The incidence of lymph node metastasis in patients with differentiated-type SM1 gastric cancer with negative lymphovascular involvement ≤3 cm in size had been recognized as 0 %, but the upper limit of 95 % CI in the previous study in surgical cases was 2.6 % [1]. The risk of lymph node metastasis for such SM1 gastric cancer could be slightly higher than for the expanded criteria for intramucosal cancer with a 95 % CI upper limit of 0.6–0.96 %. Oda et al. [14] reported a multicenter questionnaire study on long-term outcomes of curative ESD resection for expanded indication in 1,289 patients with EGC. In this study, the percentages of lymph nodes or distant metastasis with more than 5-year follow up was 0.15 % in intramucosal differentiated-type cancers >2 cm in size without ulceration (1/708; 95 % CI, 0.004–0.84 %), 0 % in intramucosal differentiated-type cancers ≤3 cm in size with ulceration (0/305; 95 % CI, 0–1.26 %), 0 % in intramucosal undifferentiated-type cancer 2 cm in size without ulceration (0/58; 95 % CI, 0–6.38 %), and 1.0 % in SM1 differentiated-type cancers ≤3 cm in size (2/218; 95 % CI, 0.12–3.55 %: one of the two cases is this case and the other was published by Oya et al. [13]).
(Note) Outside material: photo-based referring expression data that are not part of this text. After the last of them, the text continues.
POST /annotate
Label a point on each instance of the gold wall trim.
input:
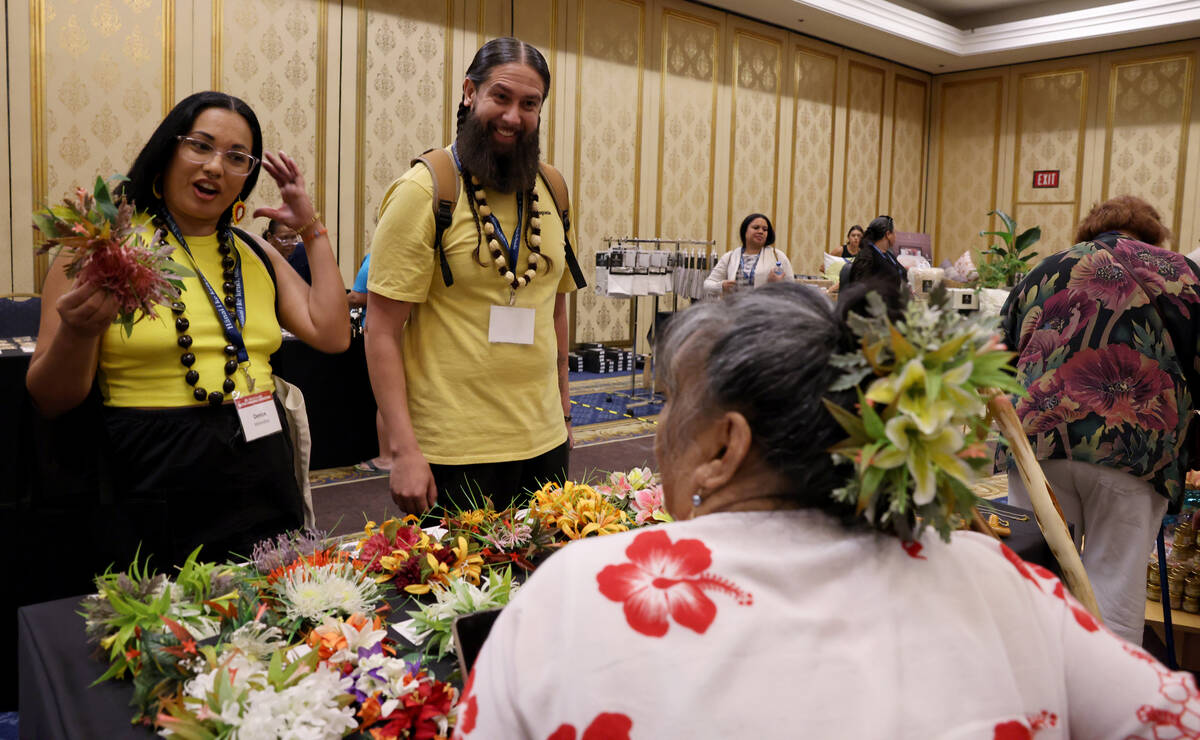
(217, 12)
(924, 144)
(941, 149)
(37, 118)
(1079, 145)
(667, 13)
(833, 132)
(733, 118)
(879, 152)
(360, 104)
(168, 55)
(322, 98)
(1188, 65)
(448, 113)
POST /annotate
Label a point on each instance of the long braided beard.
(511, 172)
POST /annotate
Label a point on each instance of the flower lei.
(498, 257)
(918, 439)
(115, 250)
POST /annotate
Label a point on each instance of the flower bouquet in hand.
(918, 434)
(115, 250)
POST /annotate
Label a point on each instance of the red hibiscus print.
(469, 708)
(1045, 581)
(1048, 405)
(913, 549)
(1101, 276)
(607, 726)
(1180, 714)
(1122, 385)
(666, 581)
(1015, 729)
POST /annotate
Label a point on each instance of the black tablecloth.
(57, 669)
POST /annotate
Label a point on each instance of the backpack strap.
(557, 186)
(267, 260)
(445, 197)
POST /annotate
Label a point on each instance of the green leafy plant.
(1001, 264)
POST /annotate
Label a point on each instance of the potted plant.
(1003, 265)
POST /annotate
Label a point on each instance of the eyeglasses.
(198, 151)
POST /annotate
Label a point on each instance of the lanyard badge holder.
(256, 411)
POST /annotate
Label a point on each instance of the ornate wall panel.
(754, 146)
(403, 49)
(966, 163)
(607, 148)
(274, 55)
(815, 84)
(907, 186)
(1051, 114)
(864, 145)
(537, 23)
(1149, 109)
(102, 77)
(687, 126)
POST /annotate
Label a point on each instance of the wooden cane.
(1045, 509)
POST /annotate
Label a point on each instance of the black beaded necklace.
(231, 275)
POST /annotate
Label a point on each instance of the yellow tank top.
(144, 368)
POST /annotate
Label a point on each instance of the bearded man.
(471, 373)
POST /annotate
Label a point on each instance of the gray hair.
(765, 353)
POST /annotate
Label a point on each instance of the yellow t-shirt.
(143, 370)
(471, 401)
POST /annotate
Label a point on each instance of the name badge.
(510, 325)
(258, 415)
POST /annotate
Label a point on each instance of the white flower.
(317, 591)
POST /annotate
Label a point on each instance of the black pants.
(505, 483)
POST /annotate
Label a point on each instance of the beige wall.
(669, 119)
(1111, 124)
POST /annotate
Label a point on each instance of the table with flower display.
(310, 631)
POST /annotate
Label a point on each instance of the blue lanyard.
(231, 328)
(514, 250)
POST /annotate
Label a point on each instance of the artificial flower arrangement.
(114, 248)
(918, 434)
(289, 644)
(414, 560)
(294, 642)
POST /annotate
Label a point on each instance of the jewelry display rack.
(640, 242)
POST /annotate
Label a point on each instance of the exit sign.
(1045, 178)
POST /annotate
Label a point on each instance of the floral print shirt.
(1104, 378)
(790, 625)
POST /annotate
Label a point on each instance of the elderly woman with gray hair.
(767, 609)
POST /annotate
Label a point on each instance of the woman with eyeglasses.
(285, 239)
(173, 463)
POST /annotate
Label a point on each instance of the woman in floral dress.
(1108, 332)
(765, 612)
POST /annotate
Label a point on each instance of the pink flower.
(1101, 276)
(666, 581)
(647, 503)
(1122, 385)
(1048, 405)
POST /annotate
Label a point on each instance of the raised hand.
(297, 210)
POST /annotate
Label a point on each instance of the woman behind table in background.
(763, 605)
(749, 265)
(1113, 380)
(853, 238)
(291, 246)
(876, 256)
(177, 462)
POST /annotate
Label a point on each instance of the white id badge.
(258, 415)
(510, 325)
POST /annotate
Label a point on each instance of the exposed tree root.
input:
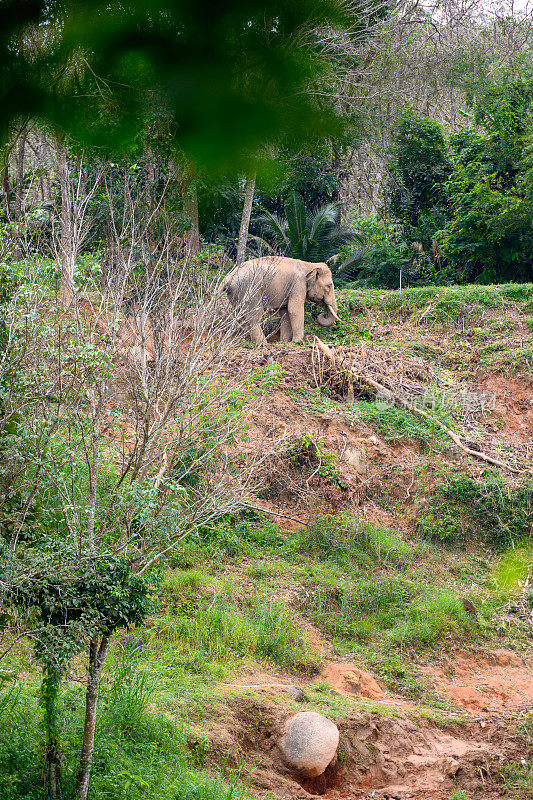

This retrospective study also indicated the slightly higher 95 % CI upper limits in SM1 differentiated-type cancers ≤3 cm than those in differentiated-type intramucosal gastric cancers, except for the small number of undifferentiated-type intramucosal EGC. Careful follow-up is essential after curative endoscopic resection for the expanded pathological criteria, especially in SM1 differentiated-type gastric cancers.

The expanded pathological criteria are believed to be reasonable because of the favorable long-term outcomes of curative ESD [512]. However, all data were retrospective. A few prospective studies were introduced to evaluate the short-term and long-term outcomes of ESD for EGC in Japan [1517]. JCOG0607 includes patients who had clinically diagnosed differentiated-type intramucosal cancers >2 cm in size without ulceration or ≤3 cm in size with ulceration [15]. The sample size is 470 with 5 years of follow-up. Because the estimated number of the EGC subsequently diagnosed as differentiated-type SM1 gastric cancer ≤3 cm by pathological assessment is expected to be small, this study may not indicate enough evidence for such SM1 cancers. J-WEB/EGC includes preoperative absolute indication as well as expanded indication, and approximately 10,000 patients will be enrolled by 41 institutions for 2 years. The result of this study may indicate the validity of all expanded pathological criteria in future [16].

This case had local and distant recurrence 74 months after initial ESD. Because recurrence of gastric cancer generally occurs within 5 years in surgical cases and there was no report of recurrence after curative gastric ESD at that time, surveillance CT or EUS was not performed after 2008 [18]. However, Choi et al. [19] analyzed the timing of the recurrence after curative gastrectomy and concluded that early stage and differentiated histological type were significantly associated with late recurrence. In addition, H. pylori eradication might affect late recurrence because that could suppress the growth of gastric cancer [20]. Therefore, careful follow-up longer than 5 years by CT as well as annual EGD may be needed for the patients with EGC that was treated by ESD and met the expanded pathological criteria.

In conclusion, we showed a fatal case of local recurrence and distant metastasis following curative ESD of EGC. The results of a prospective study are warranted to determine whether the expanded pathological criteria can include differentiated-type SM1 gastric cancers.